The "security" comes from not being able to route AoE packets, so people outside your SAN broadcast d omain don't see your data "accidentally". The designers didn't trumpet that, but some people think it's a benefit.
Another amazing omission. A server does not have to establish a session with the storage. As soon as you guess a LUN number, you can start reading and writing its data.
If your SAN isn't secure, neither is your data. If you plug in a host to your SAN that can do all sorts of root-like things and explore your SAN maliciously, yes, you have a problem. Root users can also scramble your local disks.
Weak support of asynchronous writes
Due to lack of sequencing and retransmissions, asynchronous writes are handled in a truly cavalier fashion: You can use them and the storage array always returns a success status, but the actual operation might fail -- and the server will never be informed. I thought it would be nice to know if your write operation fails (after all, you might need that data in the future), but apparently that's not the case.

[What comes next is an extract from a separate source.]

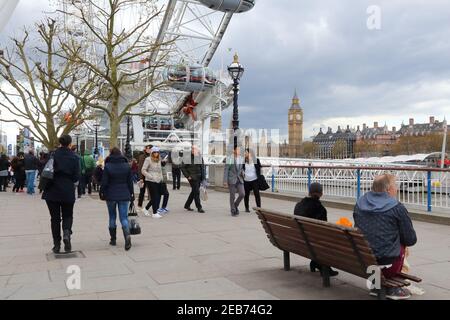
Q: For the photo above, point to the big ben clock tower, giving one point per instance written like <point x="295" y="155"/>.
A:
<point x="295" y="124"/>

That's a wart in the protocol that will be removed in the next revision. No one uses asynchronous writes. We have had custom configurations where responses were not needed, but we've worked around this another way.
A protocol like this could have been good enough 30 years ago when TFTP was designed, but today it would make a great example of a totally broken protocol in any protocol design class. As for its usability: Go ahead and use it when building your home network. I would definitely not consider it for mission-critical data center applications.
I challenge you to dig a little deeper and correct your article. Many, many people use AoE based products for mission-critical data in situations where fast, affordable, scalable, easy to configure storage is needed. I think your primary complaint is that the protocol definition itself does not clarify all aspects of how AoE functions in practice. That's a fair argument. Our history is one of Bell Labs culture and in writing this we documented the essential core leaving many details up to discretion.